Saturday, February 13, 2010

The Story of Stuff

In a few weeks Annie Leonard's book the story of stuff will be on bookshelves and downloaded to e-book readers all over the planet.  Following her wildly popular web movie it is sure to delve into our supply lines and paint a complete picture of consumerism.  Walking us through working conditions in copper mines to the forging of the iPod cover to the online purchase and ultimate disposal of the obsolescent product be it planned or perceived

With the lessons of this work looming I am preparing myself to deal with the complete lifestyle change realization of resource destruction (both natural and human) requires.  Last week an economist from New York's New School named Duncan Foley gave a talk at Colorado State University. He is, beyond an economist, a historian of economic philosophy specifically aware of the entire life's works of both Adam Smith and Karl Marx. Foley's position is that there are unresolved moral consequences continuing to plague the free market system.  As I learned in high school economics class the United States is considered a mixed market economy where certain sectors are regulated and others are not.  The shifting political power usually dictates how much or how little regulation we have at any given point in history.  It happens that in the United States we currently have a gridlocked political system stuck in the eddy of deregulation brought on, not only by George W. Bush but also the corporatist democrats of the Clinton era.  The massive deregulation and relinquished reigns of energy markets have created a bubble of oil so large that the dot com and housing bubbles look like tiny specs in comparison.
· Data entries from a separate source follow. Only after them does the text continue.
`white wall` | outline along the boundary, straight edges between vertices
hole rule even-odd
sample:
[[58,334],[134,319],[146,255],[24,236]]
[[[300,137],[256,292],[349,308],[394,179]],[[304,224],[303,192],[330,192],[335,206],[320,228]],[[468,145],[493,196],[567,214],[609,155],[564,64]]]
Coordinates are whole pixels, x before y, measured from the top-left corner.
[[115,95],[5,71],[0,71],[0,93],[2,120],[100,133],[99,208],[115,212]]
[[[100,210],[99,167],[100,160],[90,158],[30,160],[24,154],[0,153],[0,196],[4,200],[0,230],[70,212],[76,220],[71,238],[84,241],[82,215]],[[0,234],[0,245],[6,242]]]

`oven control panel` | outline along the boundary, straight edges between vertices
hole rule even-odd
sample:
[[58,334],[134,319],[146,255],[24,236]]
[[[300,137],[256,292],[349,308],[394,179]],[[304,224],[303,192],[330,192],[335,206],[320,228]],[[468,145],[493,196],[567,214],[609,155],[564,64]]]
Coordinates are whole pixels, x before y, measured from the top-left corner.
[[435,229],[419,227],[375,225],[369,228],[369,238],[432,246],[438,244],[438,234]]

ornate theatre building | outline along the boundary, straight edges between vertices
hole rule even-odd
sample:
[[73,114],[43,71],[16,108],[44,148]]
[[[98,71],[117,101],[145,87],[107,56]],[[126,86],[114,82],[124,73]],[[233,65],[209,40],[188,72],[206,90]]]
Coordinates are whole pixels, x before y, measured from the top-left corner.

This topic of the oil bubble is where the ideas of Foley and Leonard overlap and is quite literally the source of the dilemma.  When corporations calculate the cost of each piece of their product the equation has a tragic flaw... The complete misrepresentation of the true cost of fossil fuel and therefore product transport.  A company operating with the infinite "cheap fuel fallacy"  will simply not endure.  Small electronics like cell phones are a great example.  Of course the manufacturer will have a half assembled phone shipped halfway round the globe if they can get a certain component added at lower cost than shipping.  Therefore all complex industrial products move through a globalized matrix floating atop a huge bubble of oil that will slowly deflate until the equations don't make sense anymore. 


So what do we do?

Though it is not my place to tell anyone how to behave or what they should do, I have the right to put out examples of what can be done so at least people become aware of alternatives. 
In my opinion the meta-analysis of personalized sustainability auditing should proceed with the following list...

Food!
Housing
Transportation

- prioritized in that order.

It really is not rocket science.  The first thing to do is take small steps to create a grassroots infrastructure to allow for what is hailed as the "liberation of food."  In this field there are real American leaders taking charge.  Michael Pollan brought some of these folks to our attention in the Omnivore's Dilemma.  Joel Salitin of Polyface farms in the Shenandoah Valley in Virginia is one of many food revolutionarys.  He just happens to be coming to Fort Collins in March.  But before we get into all the philosophies of potential food liberators we as individuals need to take it upon ourselves to set up our lives in a way  such that the green revolution can be realized.  How do we do this?  Help build sustainable supply lines from farm field to stomach.  In our individual homes the kitchen is the nervous system of this brave new world.  Mason jars are part of American history and culture for a reason.  Jars and the preservation of food have indeed helped us get through some of the toughest times in our economic history. Victory gardens indeed sustained our nation and an iteration, be they large community supported agriculture projects or other forms of co-operatives need to become our lifeblood.  To do this our kitchens and bodies need to be ready to receive the bounty of liberated food. Most commercial food packaging is made from oil-derived products. These are not necessary and may be environmentally damaging. Look at the BPA facts for crying out loud. These stores where no packaging is used and customers bring their own containers need to become an American tradition!

I will save housing and transportation for a future post while urging all readers to consider how to alter their personal food infrastructure first!